Damenwahl / Überleben in wohl-definierten Systemen / Lampe I & II ("Die uneingelösten Versprechen der Aufklärung")


Das moderne Leben ist eine große Kaserne. Darin sieht alles und jede/r gleich aus. Uniformen und Roboter, allerorten. „Roboter“ - das heißt: Arbeit. Zum Beispiel auch noch im Polnischen, da heißt „robota“: „Arbeit“. Und auf österreichischen Baustellen höre man oft Leute „roboti, roboti!“ rufen, habe ich mir sagen lassen. Und ich sage: der Satz - „Die Börsenmaklerin arbeitet geradezu roboterhaft“ - enthält eine Verdopplung, einen Pleonasmus, wie die Rhetorik sagt. Roboterhaft arbeiten, das ist wie: einen weißen Schimmel reiten, oder: einen runden Kreis malen, usw. usf.

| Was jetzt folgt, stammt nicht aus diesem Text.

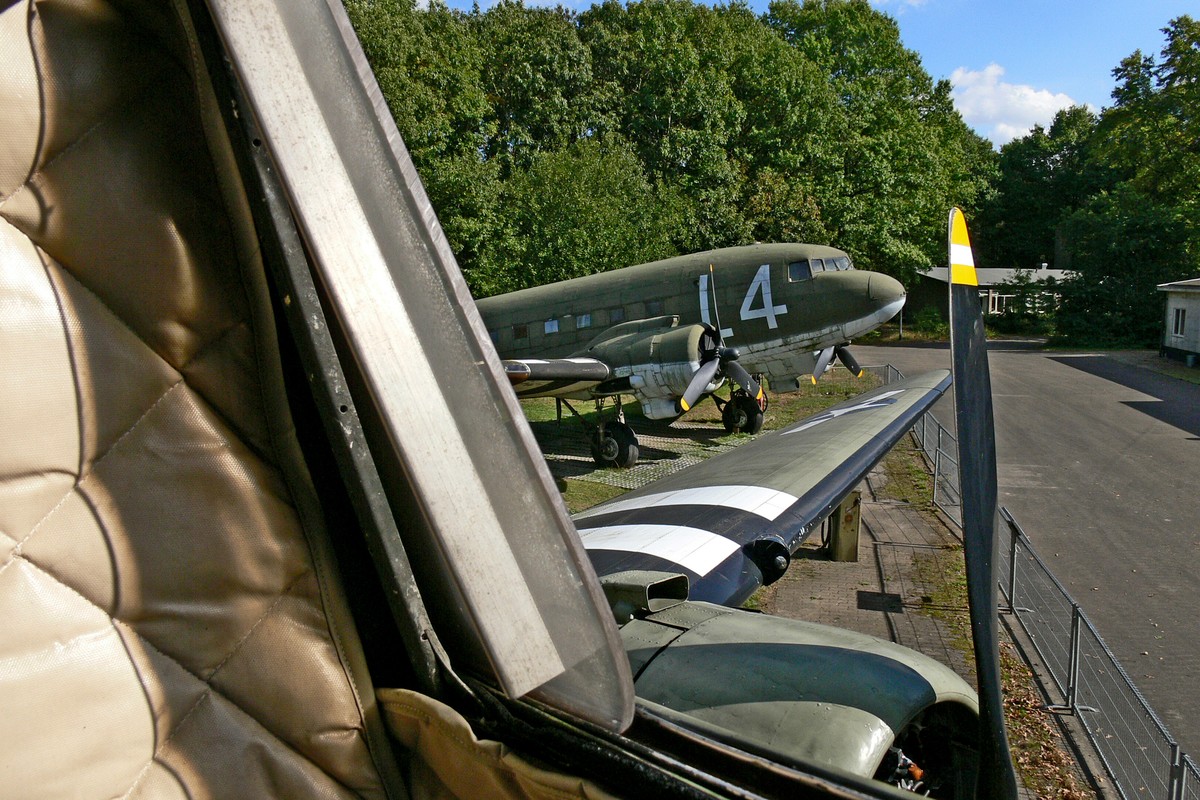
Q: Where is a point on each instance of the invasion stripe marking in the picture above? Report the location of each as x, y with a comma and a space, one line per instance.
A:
759, 500
691, 548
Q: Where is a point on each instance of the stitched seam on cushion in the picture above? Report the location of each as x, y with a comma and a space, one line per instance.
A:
75, 487
209, 689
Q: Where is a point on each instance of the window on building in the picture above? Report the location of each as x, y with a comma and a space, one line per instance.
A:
798, 271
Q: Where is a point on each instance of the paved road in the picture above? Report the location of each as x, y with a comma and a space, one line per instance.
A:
1099, 461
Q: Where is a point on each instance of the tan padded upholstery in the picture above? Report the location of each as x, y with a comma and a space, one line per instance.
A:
171, 624
449, 763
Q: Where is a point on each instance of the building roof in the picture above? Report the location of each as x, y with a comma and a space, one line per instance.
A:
994, 276
1181, 286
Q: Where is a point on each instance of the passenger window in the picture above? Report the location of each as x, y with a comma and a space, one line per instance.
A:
798, 271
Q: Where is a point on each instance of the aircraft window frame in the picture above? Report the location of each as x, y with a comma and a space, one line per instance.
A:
799, 271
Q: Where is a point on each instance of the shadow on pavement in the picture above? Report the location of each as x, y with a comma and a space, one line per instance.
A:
1177, 404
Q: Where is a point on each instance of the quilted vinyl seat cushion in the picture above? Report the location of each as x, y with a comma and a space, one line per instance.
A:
171, 621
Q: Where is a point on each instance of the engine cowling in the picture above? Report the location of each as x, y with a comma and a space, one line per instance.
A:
663, 358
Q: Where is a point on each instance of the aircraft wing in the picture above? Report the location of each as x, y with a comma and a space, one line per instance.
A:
551, 377
732, 522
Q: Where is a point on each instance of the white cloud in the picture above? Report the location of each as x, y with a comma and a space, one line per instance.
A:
1001, 110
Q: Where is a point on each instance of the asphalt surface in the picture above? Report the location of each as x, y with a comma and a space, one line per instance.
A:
1098, 459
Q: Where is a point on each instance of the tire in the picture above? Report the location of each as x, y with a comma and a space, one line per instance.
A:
617, 447
742, 414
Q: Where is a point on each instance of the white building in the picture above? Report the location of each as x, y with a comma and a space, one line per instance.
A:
1181, 334
994, 294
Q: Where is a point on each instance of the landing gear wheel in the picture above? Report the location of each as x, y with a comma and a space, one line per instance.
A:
742, 413
615, 445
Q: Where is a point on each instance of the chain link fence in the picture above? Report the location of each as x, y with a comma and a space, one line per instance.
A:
1139, 753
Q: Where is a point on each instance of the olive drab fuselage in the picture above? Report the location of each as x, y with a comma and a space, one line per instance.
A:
777, 304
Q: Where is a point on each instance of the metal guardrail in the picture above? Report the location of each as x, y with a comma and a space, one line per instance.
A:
1139, 753
941, 449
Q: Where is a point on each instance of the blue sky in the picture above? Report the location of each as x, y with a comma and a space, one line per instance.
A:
1014, 62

Aufklärung ist dann, wenn jemand ein Licht anzündet. / Es gab einen Werbespot im Fernsehen, der ging so: Ein Büro; es ist Büroschluss, die Leute gehen nach hause. Wir sehen: da ist einer, der trägt zwar auch die Uniform dieser modernen Arbeitswelt, sieht aber insgeheim nicht aus wie die andern; er ist clever, er hat ein gewisses Etwas. (Das Kameraauge im Werbespot macht das unmissverständlich klar; es ist so sensibel wie der sog. Elefant im Porzellanladen; die Werbebilder inszenieren keinen einzigen Widerspruch...) Eigentlich wollen der clevere Kollege und seine weniger cleveren KollegInnen in den Aufzug steigen, und endlich runter damit: in die sog. Freizeit, vielleicht in die Oper, oder bloß auf die Couch; hm... vielleicht schieb’ ich noch irgendwas in die Mikrowelle, denkt die eine... Jedenfalls: der eine steigt doch nicht in den Aufzug, geht vielmehr noch mal zurück in sein Büro; weil: ein Büro hat er, ganz für sich allein; eine Zelle mit Fenster; die Monaden haben im Bürogebäude nämlich genau ein Fenster; und dieses Fenster wird noch wichtig werden... Eigentlich hat das Büro ja nur noch Augen: es ist eine transparente Oberfläche.
Auch im Radio erzählt man sich von Büros, von den „neuen Arbeitswelten“. Ich höre also, dass microsoft will, dass ich soviel Zeit wie nur irgend möglich im Büro verbringe, mit Arbeit oder nicht; mit der Arbeit zum Beispiel an meinem personal computer, der doch eigentlich so flexibel sein müsste – wie nur ich selber, und den ich doch durchaus von meinem persönlichen Zuhause aus bedienen könnte. Ich müsste doch gar nicht im Büro - persönlich - vorsprechen. Aber: dort habe ich einen Garten, ja, einen microsoft-Garten! Nicht nur eine Kantine, ein Fitnessstudio, nein: einen Garten! Auch wir modernen Menschen wissen, was wir uns in einem abgeschmackten Sprichwort erhalten haben:
in einem Garten ging das Paradies verloren, in einem Garten wird es wiedergefunden!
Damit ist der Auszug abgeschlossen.